= Breakthrough (Dutch political history) =

The Breakthrough (Doorbraak) was a short-lived political movement in the Netherlands after World War II, with the stated goal of renewing the politics of the Netherlands by coalescing progressive liberals, Christian democrats and social democrats in a single progressive political party. In the process, the movement sought to 'break through' the pillarisation in Dutch politics. This led to the creation of the modern day Labour Party.
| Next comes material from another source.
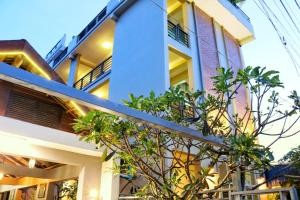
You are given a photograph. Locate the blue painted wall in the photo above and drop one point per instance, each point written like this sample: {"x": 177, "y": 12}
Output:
{"x": 140, "y": 61}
The breakthrough idea originated during World War II in Kamp Sint-Michielsgestel, where prominent members of the Dutch elite were interned and discussed political and social questions. Many sought to break with the parochialism of pre-War politics, which was characterised by pillarisation and rigid voting behaviour largely determined by religious affiliation or socio-economic position, reinforced by the notion of antithesis. The political order that would follow the Netherlands' liberation would need a new foundation, one in which religious and socio-economic divides were bridged and political differences were programmatic in nature. The goal of this "breakthrough" was to unleash a spirit of national unity, spiritual renewal, and cooperation between labour, capital and the state, which was captured in the ambiguous term "personalist socialism".
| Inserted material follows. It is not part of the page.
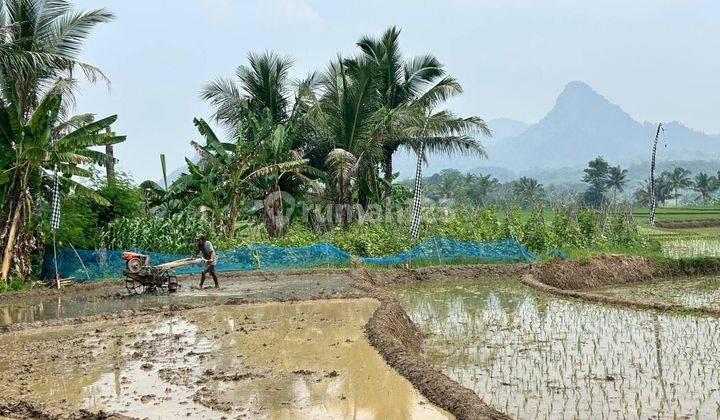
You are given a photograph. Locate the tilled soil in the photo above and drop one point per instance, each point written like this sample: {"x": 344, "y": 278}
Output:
{"x": 306, "y": 359}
In order to force this breakthrough, the Social Democratic Workers' Party, the left-liberal Free-thinking Democratic League and the Christian socialist Christian Democratic Union united to form the Labour Party (PvdA) in May 1946, a progressive party open to all people. However, much of the pre-War party system re-emerged around the same time. The Anti-Revolutionary Party and the Christian Historical Union were reestablished, while the Roman Catholic State Party was reformed into the Catholic People's Party, with the endorsement of Roman Catholic clergy. The Liberal State Party was reestablished as the Freedom Party, and in January 1948, much of the PvdA's liberal wing under the leadership of Pieter Oud left the party and fused with the Freedom Party to form the People's Party for Freedom and Democracy. This left the PvdA to become encapsulated in the socialist pillar.